A property owner on Glenwood Drive in Geneva Township said there were inequalities in how the vacant land on her property was treated, compared to others near her. Geneva Township assessor Aubrey Pratte defended his assessment, noting the property she cited was located in a floodplain, making it less valuable. The other properties she cited were not in her neighborhood, so the board refused to consider them.
"I moved out here thinking I could afford to live here," she told the board.
"We can't grant a reduction on personal circumstances," Voreis said later.
After rejecting her appeal, Wolfe thanked her and said "I'm sorry." She replied, "I won't be able to stay here very long."
On another home, Pratte agreed it should be lowered because the property did not have a garage, unlike comparable homes in the neighborhood. The board took $2,000 off the assessed value of the building portion, knocking it to $56,726.
"That's fine. That makes me very happy," said Mary Riipi.
Another woman, in the Geneva East subdivision, got a reduction because her house does not have a fireplace, even though the assessor's records showed she did.
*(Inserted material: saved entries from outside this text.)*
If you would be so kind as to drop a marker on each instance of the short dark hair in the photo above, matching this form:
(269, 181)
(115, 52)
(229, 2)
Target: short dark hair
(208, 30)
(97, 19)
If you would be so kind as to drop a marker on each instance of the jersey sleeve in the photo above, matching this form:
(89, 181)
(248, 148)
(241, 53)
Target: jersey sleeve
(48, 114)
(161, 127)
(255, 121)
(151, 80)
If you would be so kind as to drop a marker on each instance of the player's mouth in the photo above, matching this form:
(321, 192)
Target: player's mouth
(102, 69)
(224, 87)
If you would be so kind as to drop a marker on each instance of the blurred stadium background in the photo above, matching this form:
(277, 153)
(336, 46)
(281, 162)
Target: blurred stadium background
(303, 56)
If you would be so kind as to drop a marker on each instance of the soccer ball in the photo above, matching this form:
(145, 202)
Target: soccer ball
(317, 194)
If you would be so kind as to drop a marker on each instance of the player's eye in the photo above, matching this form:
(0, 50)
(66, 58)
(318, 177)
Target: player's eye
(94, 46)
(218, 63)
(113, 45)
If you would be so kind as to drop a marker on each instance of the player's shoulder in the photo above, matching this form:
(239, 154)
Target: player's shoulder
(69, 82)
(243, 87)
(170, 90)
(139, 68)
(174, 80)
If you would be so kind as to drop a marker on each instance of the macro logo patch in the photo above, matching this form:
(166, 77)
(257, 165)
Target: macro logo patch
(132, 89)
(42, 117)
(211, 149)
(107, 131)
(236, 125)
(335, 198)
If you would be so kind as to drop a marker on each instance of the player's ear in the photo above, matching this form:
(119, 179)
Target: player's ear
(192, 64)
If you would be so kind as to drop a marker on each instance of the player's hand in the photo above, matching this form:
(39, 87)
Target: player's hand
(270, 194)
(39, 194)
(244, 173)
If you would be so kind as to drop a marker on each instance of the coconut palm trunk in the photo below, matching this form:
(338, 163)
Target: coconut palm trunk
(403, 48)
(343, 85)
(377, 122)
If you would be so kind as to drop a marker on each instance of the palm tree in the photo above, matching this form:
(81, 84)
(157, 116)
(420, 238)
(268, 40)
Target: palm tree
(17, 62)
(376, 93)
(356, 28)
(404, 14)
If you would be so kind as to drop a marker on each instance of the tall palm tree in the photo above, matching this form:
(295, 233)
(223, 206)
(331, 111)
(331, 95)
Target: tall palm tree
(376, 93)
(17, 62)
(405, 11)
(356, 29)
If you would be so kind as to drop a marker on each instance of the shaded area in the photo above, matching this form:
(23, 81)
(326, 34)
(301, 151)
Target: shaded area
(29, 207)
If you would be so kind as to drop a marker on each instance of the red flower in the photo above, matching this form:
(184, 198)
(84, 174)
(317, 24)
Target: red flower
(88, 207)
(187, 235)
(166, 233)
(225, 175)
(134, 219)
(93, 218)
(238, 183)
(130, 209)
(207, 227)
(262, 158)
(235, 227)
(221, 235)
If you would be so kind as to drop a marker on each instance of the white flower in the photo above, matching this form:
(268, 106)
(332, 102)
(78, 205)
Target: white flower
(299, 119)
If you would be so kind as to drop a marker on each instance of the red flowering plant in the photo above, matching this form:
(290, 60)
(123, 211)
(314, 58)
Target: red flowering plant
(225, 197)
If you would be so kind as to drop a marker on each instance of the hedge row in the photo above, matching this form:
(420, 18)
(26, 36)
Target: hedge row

But the board denied her request for an adjustment on the value of her land.
One complainant was angered by the process because he wasn't allowed to postpone the hearing to get more evidence than what he had already submitted in his application, or submit an analysis he had done of properties in a wider area than his assessment neighborhood. Nor would the board access, or allow him to access, the county or the township's property-information Web sites at that time to get information to make his point, even though he had brought along a laptop computer.
"Am I going to get railroaded out of this?" he asked.
Property owners are free to appeal the board's decision to the state property tax appeal board, each was told. That board conducts hearings in Kane County.
Even people in the business of levying taxes are sometimes shocked by their increases in their property-tax assessments.
Kevin and Terry Burns of Geneva were on the docket. Yes, that Burns, the mayor of Geneva.
The assessed value on their house at 746 Lincoln Ave. had gone up 30 percent between tax years 2006 and 2007.
Terry Burns presented their case, as the mayor was out of town on business.
And they were denied.
"Maybe I should sell," she said, laughing. "I didn't know I was in such a great house."